Serangan udara di dekat kota selatan Rafah menewaskan dua wartawan pada hari Minggu, termasuk Hamza Dahdouh, anak tertua dari Wael Dahdouh, koresponden utama Al Jazeera di Gaza, menurut saluran berbahasa Arab yang dimiliki oleh Qatar dan pejabat medis setempat. Al Jazeera menyiarkan rekaman Dahdouh menangis dan memegang tangan anaknya. Militer Israel tidak memberikan komentar segera.

Baca Juga: Menhan Israel Paparkan Visi Militer untuk Hari Esok dalam Perang Gaza Jelang Kunjungan Blinken

Tank Israel dekat perbatasan Gaza hari Minggu, (7/1/2024) dengan latar belakang reruntuhan Gaza yang diratakan oleh serangan Israel. (Sumber: AP Photo)

Al Jazeera sangat mengutuk pembunuhan tersebut dan "serangan brutal lainnya terhadap jurnalis dan keluarga mereka" oleh pasukan Israel. Dahdouh juga kehilangan istri, dua anak, dan cucu dalam serangan udara pada 26 Oktober, dan terluka dalam serangan Israel bulan lalu yang menewaskan rekan kerjanya.

"Dunia buta terhadap apa yang terjadi di Jalur Gaza," katanya, menahan tangis.
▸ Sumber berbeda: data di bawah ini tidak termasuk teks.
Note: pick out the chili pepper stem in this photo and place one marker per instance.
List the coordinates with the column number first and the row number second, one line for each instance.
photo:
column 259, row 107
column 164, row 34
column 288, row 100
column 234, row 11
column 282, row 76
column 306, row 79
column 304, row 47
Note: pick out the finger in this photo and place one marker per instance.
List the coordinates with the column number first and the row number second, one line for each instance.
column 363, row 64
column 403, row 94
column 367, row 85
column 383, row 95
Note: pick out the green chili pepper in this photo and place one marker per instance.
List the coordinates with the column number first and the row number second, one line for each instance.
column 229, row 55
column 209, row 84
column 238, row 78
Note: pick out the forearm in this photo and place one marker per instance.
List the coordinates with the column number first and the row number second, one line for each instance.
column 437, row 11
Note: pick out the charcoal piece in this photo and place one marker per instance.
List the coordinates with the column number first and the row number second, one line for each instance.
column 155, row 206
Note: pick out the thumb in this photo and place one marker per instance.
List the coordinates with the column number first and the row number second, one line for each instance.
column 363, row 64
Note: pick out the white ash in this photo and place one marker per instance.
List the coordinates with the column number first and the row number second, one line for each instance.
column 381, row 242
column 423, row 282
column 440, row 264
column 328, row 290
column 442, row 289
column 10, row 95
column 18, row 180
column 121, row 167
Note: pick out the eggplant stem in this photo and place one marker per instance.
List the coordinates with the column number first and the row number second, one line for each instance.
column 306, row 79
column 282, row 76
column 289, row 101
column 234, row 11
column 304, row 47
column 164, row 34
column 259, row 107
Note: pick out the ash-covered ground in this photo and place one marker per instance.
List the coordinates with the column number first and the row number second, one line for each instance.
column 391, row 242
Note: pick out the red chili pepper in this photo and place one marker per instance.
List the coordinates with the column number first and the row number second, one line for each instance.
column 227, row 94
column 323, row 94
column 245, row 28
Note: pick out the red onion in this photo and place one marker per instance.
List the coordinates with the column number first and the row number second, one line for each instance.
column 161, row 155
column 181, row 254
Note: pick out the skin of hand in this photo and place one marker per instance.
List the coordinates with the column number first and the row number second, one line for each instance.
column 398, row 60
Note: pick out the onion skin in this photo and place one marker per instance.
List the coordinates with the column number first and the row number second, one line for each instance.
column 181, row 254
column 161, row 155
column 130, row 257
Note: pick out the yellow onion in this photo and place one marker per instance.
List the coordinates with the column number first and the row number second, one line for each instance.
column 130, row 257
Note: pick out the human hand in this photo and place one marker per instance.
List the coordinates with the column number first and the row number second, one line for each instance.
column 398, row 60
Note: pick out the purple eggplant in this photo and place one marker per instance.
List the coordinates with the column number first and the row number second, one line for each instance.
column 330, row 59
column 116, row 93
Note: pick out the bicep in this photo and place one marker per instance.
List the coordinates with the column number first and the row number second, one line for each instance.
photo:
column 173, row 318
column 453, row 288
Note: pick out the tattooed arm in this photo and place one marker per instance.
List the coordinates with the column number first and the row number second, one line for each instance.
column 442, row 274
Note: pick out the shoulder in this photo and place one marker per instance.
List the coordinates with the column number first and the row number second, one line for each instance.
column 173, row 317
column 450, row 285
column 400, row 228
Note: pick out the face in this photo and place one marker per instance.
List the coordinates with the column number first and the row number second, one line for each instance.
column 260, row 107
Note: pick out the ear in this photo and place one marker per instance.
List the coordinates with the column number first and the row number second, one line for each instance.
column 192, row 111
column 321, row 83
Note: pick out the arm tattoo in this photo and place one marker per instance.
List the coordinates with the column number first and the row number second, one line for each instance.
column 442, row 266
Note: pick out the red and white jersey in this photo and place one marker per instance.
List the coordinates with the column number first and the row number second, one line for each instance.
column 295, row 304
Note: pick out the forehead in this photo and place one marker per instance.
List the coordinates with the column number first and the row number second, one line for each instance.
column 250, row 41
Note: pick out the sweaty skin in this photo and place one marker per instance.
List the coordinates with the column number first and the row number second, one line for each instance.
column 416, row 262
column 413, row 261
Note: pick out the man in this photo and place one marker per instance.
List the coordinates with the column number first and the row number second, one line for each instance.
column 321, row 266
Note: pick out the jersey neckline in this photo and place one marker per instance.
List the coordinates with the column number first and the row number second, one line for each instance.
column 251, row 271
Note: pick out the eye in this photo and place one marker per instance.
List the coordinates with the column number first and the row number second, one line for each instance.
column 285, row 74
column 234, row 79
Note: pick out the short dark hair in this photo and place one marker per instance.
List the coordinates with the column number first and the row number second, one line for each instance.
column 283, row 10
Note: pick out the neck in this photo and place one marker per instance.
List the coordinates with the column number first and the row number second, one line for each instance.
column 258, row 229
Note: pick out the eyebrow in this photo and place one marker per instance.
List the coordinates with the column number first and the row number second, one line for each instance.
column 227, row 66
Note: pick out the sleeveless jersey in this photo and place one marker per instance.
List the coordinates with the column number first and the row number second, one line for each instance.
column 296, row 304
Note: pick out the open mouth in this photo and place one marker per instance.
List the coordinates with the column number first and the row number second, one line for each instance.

Serangan udara lainnya menghantam sebuah rumah antara Khan Younis dan kota selatan Rafah, menewaskan setidaknya tujuh orang yang jenazahnya dibawa ke Rumah Sakit Eropa di Gaza, menurut jurnalis Associated Press di fasilitas tersebut. Seorang pria membawa seorang bayi dengan tergesa-gesa, dan kemudian membawa anak yang dibungkus selimut ke kamar mayat.

"Semua yang terjadi di sini berada di luar batas hukum, di luar batas akal sehat. Otak kami tidak sepenuhnya dapat memahami semua ini yang terjadi pada kami," kata kerabat yang berduka, Inas Abu al-Najja, suaranya yang gemetar. Para pria bekerja di reruntuhan dengan cangkul dan tangan kosong.

Pada hari Minggu, pejabat di Rumah Sakit Nasser di kota selatan Khan Younis menerima jenazah 18 orang, termasuk 12 anak-anak, yang tewas dalam serangan Israel larut Sabtu di sebuah rumah di kamp Khan Younis yang dibangun puluhan tahun lalu untuk menampung pengungsi dari perang 1948 terkait pembentukan Israel.

Pasukan Israel mendorong lebih dalam ke kota tengah Deir al-Balah, di mana penduduk di beberapa lingkungan diingatkan bahwa mereka harus mengungsi.

Organisasi medis internasional, Doctors Without Borders atau dikenal dengan akronim Prancis MSF, mengatakan mereka sedang mengevakuasi staf medis mereka dari Rumah Sakit Al Aqsa Martyrs di Deir al-Balah.

 

Sebuah peluru menembus dinding unit perawatan intensif rumah sakit pada Jumat, dan "serangan drone dan tembakan sniper hanya beberapa ratus meter dari rumah sakit" dalam beberapa hari terakhir, kata Carolina Lopez, koordinator darurat kelompok itu di sana. Dia mengatakan rumah sakit tersebut menerima antara 150 hingga 200 orang terluka setiap harinya dalam beberapa minggu terakhir.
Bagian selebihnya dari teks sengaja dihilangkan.